OTARU, Hokkaido -- Otaru Onsen Osupa is not a natural setting for the airing of great issues. It is a faded child's-birthday-cake of a building on a windswept highway skirting the Sea of Japan, some 5 km from the center of town. In the lobby are game machines and a fruit stall. Upstairs, last Thursday morning, about 100 mostly elderly customers fresh from the baths sat on the floor around low tables, sushi, beer and other refreshments at the ready. If the foreign-looking man quietly awaiting their attention at the microphone up front aroused their curiosity, they did not it show.
Arudou Debito is, as his name suggests, something of an anomaly. His American birth and upbringing give him a decidedly Western appearance, and yet, should a public bath attempt to exclude him on the grounds that only Japanese are admitted, he can whip out his passport and say quite truthfully, "I am as Japanese as you are." He acquired Japanese citizenship in October 2000. What would the Osupa's customers make of him?

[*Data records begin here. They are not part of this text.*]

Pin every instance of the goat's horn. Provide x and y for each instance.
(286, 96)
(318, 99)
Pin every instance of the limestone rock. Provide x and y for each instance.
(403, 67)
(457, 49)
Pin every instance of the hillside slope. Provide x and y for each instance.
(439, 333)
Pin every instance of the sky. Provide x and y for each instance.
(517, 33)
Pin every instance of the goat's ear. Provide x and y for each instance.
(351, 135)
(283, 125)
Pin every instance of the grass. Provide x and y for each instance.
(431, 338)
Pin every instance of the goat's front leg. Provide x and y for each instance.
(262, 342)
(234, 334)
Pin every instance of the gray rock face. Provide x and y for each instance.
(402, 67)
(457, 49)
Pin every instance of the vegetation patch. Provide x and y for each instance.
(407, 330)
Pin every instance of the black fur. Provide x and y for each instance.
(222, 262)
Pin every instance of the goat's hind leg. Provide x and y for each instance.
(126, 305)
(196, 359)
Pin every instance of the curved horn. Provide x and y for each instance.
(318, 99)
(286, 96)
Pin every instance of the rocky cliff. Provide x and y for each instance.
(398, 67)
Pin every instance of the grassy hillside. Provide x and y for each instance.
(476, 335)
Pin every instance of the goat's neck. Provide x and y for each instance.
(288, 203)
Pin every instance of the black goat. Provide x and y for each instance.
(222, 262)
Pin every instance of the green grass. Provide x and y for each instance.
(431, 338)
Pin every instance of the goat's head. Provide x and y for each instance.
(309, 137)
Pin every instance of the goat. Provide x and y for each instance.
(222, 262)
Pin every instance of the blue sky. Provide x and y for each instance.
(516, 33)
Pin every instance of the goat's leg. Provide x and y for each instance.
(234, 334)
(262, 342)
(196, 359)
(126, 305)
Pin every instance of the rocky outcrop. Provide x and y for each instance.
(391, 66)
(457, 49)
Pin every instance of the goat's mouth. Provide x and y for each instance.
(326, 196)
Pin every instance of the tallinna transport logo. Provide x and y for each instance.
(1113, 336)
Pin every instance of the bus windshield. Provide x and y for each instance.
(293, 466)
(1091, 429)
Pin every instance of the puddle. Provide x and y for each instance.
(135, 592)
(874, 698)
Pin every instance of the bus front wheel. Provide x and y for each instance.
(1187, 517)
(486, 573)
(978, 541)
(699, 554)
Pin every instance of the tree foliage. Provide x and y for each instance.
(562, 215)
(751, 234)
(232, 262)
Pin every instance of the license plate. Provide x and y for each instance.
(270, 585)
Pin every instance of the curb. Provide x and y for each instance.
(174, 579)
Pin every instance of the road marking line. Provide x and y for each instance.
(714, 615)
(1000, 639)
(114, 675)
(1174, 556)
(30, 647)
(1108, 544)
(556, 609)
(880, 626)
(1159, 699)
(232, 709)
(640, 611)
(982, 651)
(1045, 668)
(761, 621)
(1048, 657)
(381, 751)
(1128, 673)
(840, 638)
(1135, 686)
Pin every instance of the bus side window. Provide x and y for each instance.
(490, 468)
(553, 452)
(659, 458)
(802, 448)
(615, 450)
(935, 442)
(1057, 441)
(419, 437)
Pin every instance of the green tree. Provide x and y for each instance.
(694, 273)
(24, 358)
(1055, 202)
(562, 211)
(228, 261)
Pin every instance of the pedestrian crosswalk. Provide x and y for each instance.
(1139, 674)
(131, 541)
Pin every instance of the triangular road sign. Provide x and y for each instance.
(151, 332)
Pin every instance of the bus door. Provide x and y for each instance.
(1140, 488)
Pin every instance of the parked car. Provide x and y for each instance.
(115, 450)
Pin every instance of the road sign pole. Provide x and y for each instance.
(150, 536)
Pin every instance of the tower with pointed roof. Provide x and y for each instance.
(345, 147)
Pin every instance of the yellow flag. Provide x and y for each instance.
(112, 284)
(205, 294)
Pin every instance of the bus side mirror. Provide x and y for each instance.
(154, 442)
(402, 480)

The lawsuit Arudou, a 37-year-old university lecturer, filed with two others at Sapporo District Court in February 2001 has nothing to do with Osupa. The defendants are another Otaru bathing facility and the Otaru municipal government. In September 1999, when Arudou was an American named David Aldwinkle, he and a party of friends were denied entry to Yunohana Onsen -- in violation, says the suit, of the International Convention on the Elimination of All Forms of Racial Discrimination, which Japan signed in 1995. A judgment is expected this summer.